Le narrateur, un journaliste en télétravail, vit cloîtré chez lui jusqu’au jour où il apprend la mort d’Alma. Il change alors radicalement de vie, décide de tout quitter et de vivre dans la rue. « Il se jette dans la rue comme on se jette d’un pont. » Il s’établit alors autour du cimetière du Père-Lachaise. Parce qu’il erre dans le quartier, il croise des femmes à qui il ne parle pas. Emma, Martha, Carla… Chaque rencontre rappelle un souvenir.

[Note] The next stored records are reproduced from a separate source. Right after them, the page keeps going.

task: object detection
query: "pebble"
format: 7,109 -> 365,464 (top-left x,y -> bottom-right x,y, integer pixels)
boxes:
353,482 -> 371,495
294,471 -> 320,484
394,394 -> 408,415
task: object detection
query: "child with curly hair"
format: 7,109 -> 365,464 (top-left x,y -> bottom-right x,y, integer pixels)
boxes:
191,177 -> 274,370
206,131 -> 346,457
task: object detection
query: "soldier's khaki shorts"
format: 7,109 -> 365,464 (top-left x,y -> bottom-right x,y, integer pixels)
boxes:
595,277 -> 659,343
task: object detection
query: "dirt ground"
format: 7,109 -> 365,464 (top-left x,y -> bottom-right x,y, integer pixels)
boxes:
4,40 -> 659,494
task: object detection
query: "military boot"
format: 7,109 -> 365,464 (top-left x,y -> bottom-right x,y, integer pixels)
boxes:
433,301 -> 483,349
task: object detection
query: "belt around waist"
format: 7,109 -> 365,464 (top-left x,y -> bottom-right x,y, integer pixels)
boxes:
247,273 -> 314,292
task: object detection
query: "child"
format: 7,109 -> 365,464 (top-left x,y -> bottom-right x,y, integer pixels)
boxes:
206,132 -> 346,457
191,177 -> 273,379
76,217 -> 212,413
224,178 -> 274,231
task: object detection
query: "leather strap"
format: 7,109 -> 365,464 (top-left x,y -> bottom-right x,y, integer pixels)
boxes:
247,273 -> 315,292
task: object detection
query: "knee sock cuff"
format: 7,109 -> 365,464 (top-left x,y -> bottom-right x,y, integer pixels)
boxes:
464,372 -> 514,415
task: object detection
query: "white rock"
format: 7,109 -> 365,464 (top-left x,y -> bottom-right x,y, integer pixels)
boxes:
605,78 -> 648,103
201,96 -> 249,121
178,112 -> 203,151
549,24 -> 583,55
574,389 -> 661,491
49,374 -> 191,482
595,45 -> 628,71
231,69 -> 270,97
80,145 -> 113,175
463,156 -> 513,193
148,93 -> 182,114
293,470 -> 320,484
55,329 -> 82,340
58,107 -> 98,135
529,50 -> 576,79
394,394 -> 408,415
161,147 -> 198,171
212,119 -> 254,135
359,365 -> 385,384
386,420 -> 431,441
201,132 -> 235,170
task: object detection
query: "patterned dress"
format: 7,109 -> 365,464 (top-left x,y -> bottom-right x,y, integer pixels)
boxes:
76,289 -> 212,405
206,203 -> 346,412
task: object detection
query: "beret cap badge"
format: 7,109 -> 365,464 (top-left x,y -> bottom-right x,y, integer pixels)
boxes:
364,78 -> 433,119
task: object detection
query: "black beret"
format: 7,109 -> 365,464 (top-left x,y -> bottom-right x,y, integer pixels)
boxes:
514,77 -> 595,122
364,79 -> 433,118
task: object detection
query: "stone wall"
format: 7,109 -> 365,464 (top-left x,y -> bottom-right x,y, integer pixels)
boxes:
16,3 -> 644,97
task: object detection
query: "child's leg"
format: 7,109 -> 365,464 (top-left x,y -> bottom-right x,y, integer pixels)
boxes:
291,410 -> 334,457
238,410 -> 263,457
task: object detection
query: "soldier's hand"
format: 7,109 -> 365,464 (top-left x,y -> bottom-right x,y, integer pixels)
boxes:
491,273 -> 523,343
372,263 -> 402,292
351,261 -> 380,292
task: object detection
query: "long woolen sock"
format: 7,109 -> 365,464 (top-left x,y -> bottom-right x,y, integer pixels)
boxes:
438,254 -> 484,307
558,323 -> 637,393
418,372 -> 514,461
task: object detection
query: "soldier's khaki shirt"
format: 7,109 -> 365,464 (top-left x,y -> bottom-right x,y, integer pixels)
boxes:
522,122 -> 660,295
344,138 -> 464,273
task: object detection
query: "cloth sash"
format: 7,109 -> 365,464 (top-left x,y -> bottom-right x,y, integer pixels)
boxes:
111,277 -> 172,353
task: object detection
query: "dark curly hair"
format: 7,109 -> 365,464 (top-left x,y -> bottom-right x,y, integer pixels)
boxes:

Si la guerre du Liban, celle-là même que Dima Adballah a fui à l’adolescence, est présente, c’est pour évoquer la difficulté à trouver sa place. Bleu nuit est le monologue d’un homme qui n’a pas réussi à trouver sa place dans un monde trop violent et qui est en guerre avec sa mémoire : il cherche à vivre pour oublier. Mais « Oublier est un acte involontaire. On ne peut pas vouloir oublier », rappelle l’auteure.
Sans domicile, dans cette situation de solitude poussée à l’extrême, le narrateur converse avec des auteurs et leurs romans sur des sujets qui font écho à sa vie. Il cite Proust et ses madeleines auxquelles il trouve « un goût amer », Baudelaire, Sartre, Aragon, … Pour finalement, dans le dernier quart du livre, écrire sur des carnets. « Pour un homme qui veut oublier, c’est un mauvais choix », s’amuse Dima Abdallah.
Au contact du monde, le narrateur va créer sa propre mémoire. Une mémoire sensorielle avant tout.
« Je crois que cette mémoire poétique est la plus puissante de toutes. Elle est invincible. Elle est faite de tout ce qu’on a senti et ressenti. Ce qu’on a vécu et ce qu’on a senti ne peuvent être séparés. Je dirais même plus : ce qu’on a vécu est avant tout ce qu’on a senti. »
Dima Abdallah explore la mémoire comme une archéologue : en fouillant, révélant une strate après l’autre. Dans ce récit rythmé, elle donne voix à un personnage angoissé, hypersensible dont les hallucinations se muent en visions poétiques. Superbe.

Bleu nuit
Dima Abdallah
Sabine Wespieser éditeur, 2022, 226 pages.